77/15 - L angoisse m étrangle...
Mercredi 18 mars 2015 - 77/15 - L’angoisse m’étrangle...
Arhhh, j’ai le moral dans les pompes, et je ne sais pas pourquoi. Je n’arrive pas à mettre le doigt dessus. J’étouffe. La présence de ma coloc m’étouffe. Tout m’étouffe. Incapable de parler, j’ai laissé mon téléphone sur silence. J’avais peur de fondre en larmes pour rien. Je me suis réfugiée dans ma chambre. Simple, je ne voulais voir personne.
Je sais très bien que quant on est comme ça, au contraire, on devrait sortir, voir du monde, bouger. Un jogging m’aurait sûrement fait du bien.
J’ai emmenée Gislaine faire les courses ce matin. Elle voulait passé à la poste. Ça a pris des plombes! Dans la Migros, un moment donné, j’ai dû lui dire d’accélérer le mouvement. Je n’avais pas l’intention d’y passer la sainte journée! Elle traînait dans chaque rayon, à regarder quoi? Tu prends ou tu prends pas? Mais, y pas de raison de rester des heures à regarder les yaourt quoi!

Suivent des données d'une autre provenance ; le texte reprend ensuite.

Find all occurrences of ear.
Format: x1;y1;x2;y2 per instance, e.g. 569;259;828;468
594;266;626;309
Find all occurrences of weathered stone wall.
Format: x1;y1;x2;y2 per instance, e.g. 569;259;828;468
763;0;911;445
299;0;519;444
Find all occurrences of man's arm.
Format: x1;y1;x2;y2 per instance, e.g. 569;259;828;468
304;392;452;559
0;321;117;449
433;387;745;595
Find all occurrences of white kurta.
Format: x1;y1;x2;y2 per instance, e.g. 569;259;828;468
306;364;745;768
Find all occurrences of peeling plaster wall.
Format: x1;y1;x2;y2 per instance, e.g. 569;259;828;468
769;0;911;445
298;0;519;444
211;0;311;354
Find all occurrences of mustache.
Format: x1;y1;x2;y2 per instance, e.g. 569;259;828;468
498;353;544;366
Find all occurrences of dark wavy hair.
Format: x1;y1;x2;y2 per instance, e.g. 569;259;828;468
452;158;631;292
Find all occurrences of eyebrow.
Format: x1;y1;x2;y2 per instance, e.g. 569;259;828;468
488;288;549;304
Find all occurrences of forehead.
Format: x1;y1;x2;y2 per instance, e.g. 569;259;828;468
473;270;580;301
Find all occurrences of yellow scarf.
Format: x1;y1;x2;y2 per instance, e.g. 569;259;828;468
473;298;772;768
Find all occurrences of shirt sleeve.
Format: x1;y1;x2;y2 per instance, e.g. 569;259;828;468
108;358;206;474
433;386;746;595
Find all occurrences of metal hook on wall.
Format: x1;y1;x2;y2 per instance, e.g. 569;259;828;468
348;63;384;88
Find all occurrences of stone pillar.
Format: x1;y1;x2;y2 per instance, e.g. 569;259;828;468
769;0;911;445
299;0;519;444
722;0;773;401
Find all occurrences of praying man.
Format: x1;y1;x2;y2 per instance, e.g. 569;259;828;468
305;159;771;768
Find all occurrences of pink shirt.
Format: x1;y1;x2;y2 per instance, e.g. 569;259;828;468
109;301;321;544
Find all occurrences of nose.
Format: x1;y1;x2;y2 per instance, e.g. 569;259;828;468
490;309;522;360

Bon, je sais que je suis intolérante, mais c’est pour ça que je n’aime pas faire les magasins avec quelqu’un. Hum, je crois que j’aime faire la plupart des trucs que les autres font à deux, toute seule!!! Est-ce que c’est grave Docteur?

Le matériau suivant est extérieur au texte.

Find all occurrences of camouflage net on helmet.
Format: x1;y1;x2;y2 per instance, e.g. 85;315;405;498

Jeudi 19 mars 2015 - 78/15 - Pas de ménage cette semaine!
La femme de ménage devait venir ce matin, et je lui ai laissé un message pour dire qu’on lui ouvrira. Gislaine a dit qu’elle se levait à 8h pour étudier. Je me suis réveillée peu avant midi, et je n’avais pas l’impression que Shaska avait fait le ménage. J’ai donc vérifié mon natel, et effectivement j’avais une dizaine de message en absence, des messages incompréhensibles de Shaska. Gislaine ne s’était pas levée, elle roupillait encore! Donc personne n’avait ouvert à la femme de ménage.
Je ne vais pas dire que j’étais contrariée, ce serait un euphémisme. J’ai aussitôt rappelé, et Shaska m’a dit avoir sonné, tapé à la porte pendant plus de 15mn. Tous les voisins ont entendus, sont venus voir, mais nous, là-dedans, niet! Pfouhhh!

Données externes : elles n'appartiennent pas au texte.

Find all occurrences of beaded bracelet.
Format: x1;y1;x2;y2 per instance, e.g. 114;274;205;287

J’ai failli oublié l’équitation… Gislaine est partie vers 14h pour faire des trucs en ville avant son cours, alors j’ai profité de traîner chez moi. Vers 16h45, j’ai pensé me mettre à peindre, et en sortant mes affaires et sur le point de couper mon natel, pour ne pas être dérangée, j’ai vu la petite “alerte”!
Je suis rentrée avant Gislaine, alors j’ai pu encore profiter de la paix de ma caverne. Je dois dire que je me sens toujours au fond du gouffre. Moins visible parce qu’après une journée d’entrainement, je le dissimule mieux. Et je crois qu’elle ne va pas faire tard, comme elle a des cours demain après-midi, et qu’elle part ensuite en France.
Oui, je sais pourquoi je suis angoissée. A force de réfléchir, on fini toujours par trouver…
J’ai ressenti de la distance avec Pascal. Tant que nous étions au chalet, il était attentif, adorable, présent, constant, mais c’était autre chose dès qu’on a passé la porte chez lui. C’était imperceptible, mais je le fréquente depuis assez longtemps pour sentir immédiatement quant quelque chose ne va pas.
Ce sont de toutes petites choses, mais c’était “distant, froid, absent”. Je voyais bien qu’il était dans la lune, dans ses pensées par moments. Est-ce que c’était à cause de moi? Ou Caro lui manquait? Ou cette fille avait réussi à le toucher? Je sentais qu’il y avait quelque chose avec cette autre fille! J’en étais traumatisée, parce que je n’arrive pas à voir comment c’était arrivé.